Pupillary responses driven by ipRGCs and classical photoreceptors are impaired in glaucoma

• Published in: Graefe's archive for clinical and experimental ophthalmology Vol. 254; no. 7; pp. 1361 - 1370
• Main Authors: Kelbsch, Carina, Maeda, Fumiatsu, Strasser, Torsten, Blumenstock, Gunnar, Wilhelm, Barbara, Wilhelm, Helmut, Peters, Tobias
• Format: Journal Article
• Language: English
• Published: Berlin/Heidelberg Springer Berlin Heidelberg 01.07.2016; Springer Nature B.V
• Subjects: Adult; Female; Glaucoma; Glaucoma - metabolism; Glaucoma - physiopathology; Humans; Male; Medicine; Medicine & Public Health; Middle Aged; Neurophthalmology; Ophthalmology; Photic Stimulation; Reflex, Pupillary - physiology; Retinal Ganglion Cells - physiology; Rod Opsins - metabolism; Visual Fields; Glaucoma; Colour pupillography; Pupil light reflex; ipRGC; Ocular hypertension
• ISSN: 0721-832X; 1435-702X
• DOI: 10.1007/s00417-016-3351-9

Purpose The aim was to investigate the involvement of intrinsically photosensitive retinal ganglion cells (ipRGCs) in patients with manifest glaucoma and ocular hypertension (OH) using specific parameters of the pupil light reflex to chromatic stimuli.
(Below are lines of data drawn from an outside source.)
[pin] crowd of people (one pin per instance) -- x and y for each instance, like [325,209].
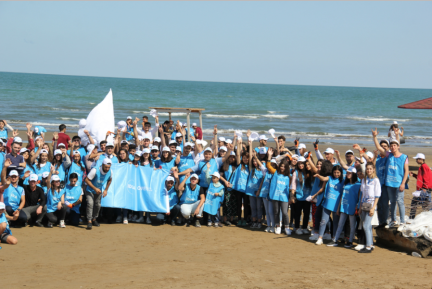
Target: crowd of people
[228,182]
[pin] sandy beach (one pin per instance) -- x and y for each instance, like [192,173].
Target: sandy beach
[146,256]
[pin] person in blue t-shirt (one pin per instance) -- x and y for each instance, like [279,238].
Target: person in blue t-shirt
[332,196]
[191,200]
[172,195]
[5,232]
[347,207]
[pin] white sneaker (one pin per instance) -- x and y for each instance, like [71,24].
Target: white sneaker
[327,236]
[314,237]
[359,247]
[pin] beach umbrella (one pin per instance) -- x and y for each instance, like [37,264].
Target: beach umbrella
[420,104]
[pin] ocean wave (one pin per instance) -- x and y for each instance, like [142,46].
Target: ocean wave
[68,118]
[376,119]
[18,122]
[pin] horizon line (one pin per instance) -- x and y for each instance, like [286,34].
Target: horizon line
[215,81]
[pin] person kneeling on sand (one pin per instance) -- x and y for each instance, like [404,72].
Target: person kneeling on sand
[192,200]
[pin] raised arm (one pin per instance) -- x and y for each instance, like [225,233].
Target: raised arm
[375,139]
[340,160]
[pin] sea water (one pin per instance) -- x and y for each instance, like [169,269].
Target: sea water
[332,114]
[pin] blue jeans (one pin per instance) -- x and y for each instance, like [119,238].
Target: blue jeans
[269,212]
[396,196]
[256,207]
[367,227]
[383,207]
[341,224]
[324,219]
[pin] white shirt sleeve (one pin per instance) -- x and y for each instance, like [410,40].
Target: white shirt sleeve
[92,174]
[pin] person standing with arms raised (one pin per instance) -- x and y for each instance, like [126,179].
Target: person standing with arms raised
[397,170]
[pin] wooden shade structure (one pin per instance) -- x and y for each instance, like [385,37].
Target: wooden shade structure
[421,104]
[188,111]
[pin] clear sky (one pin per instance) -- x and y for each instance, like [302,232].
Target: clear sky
[378,44]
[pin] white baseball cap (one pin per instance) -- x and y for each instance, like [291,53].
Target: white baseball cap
[34,177]
[419,156]
[13,173]
[17,139]
[170,179]
[352,170]
[329,151]
[55,178]
[216,174]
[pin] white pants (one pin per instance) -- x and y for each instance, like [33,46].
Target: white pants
[189,209]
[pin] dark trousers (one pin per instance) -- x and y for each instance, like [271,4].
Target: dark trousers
[73,217]
[22,216]
[56,216]
[243,199]
[173,215]
[301,206]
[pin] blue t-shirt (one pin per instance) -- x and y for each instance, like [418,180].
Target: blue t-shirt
[333,194]
[350,198]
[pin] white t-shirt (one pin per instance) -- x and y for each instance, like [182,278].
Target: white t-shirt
[371,189]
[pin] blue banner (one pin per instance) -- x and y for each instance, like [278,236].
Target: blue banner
[137,188]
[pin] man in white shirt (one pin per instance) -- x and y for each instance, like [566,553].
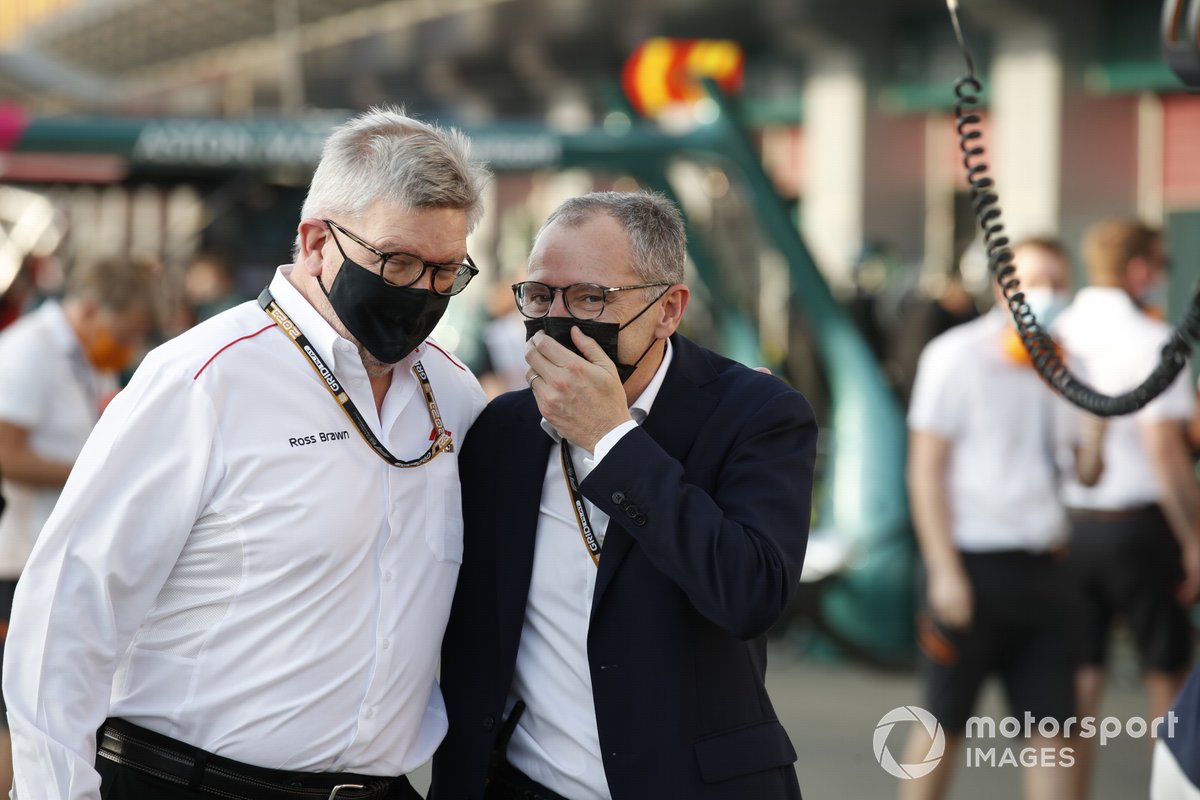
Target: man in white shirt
[983,481]
[635,523]
[1133,540]
[65,358]
[245,583]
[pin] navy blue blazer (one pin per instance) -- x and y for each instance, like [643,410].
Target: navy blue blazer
[709,504]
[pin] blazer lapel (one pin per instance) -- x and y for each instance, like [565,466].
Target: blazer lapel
[683,404]
[517,498]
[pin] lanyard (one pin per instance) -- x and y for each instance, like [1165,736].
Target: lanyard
[442,443]
[581,511]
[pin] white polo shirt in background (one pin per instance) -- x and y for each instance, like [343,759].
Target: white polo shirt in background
[55,394]
[233,566]
[557,741]
[1119,346]
[1005,427]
Methods Twenty-five patients with manifest glaucoma, 16 patients with OH and 16 healthy control subjects were stimulated with 28 lx red (605 nm) or blue (420 nm) light with a duration of either 1 s or 4 s. The consensual pupil light reaction was recorded by means of infrared pupillometry. The maximal relative amplitude (MRA), the post-illumination pupil response PIPR blue-red, and the slope of the response during exposure to the 4 s red stimulus (SORRS) were calculated and compared using ANOVA and Tukey-Kramer post-hoc tests. Correlations between pupil parameters and visual field defects were analyzed using Pearson correlation coefficient r. Results PIPR blue-red was reduced in glaucoma patients compared to normals ( p  < 0.001) and OH ( p  < 0.01). There was no significant difference between OH and normals. Glaucoma patients showed additionally reduced MRA for red and blue light ( p  < 0.05) and a pupillary escape during exposure to red light (increased SORRS, p  < 0.0005). This pupillary escape could also be seen in single subjects with OH. Significant correlations between pupil parameters and visual field defects were detected. Conclusions The reduced PIPR blue-red indicates a characteristic impairment of the melanopsin-driven pathway of ipRGCs in glaucoma patients, whereas the reduced MRA and increased SORRS suggest a disturbed synaptic function and altered interaction between outer photoreceptors, RGCs, and ipRGCs.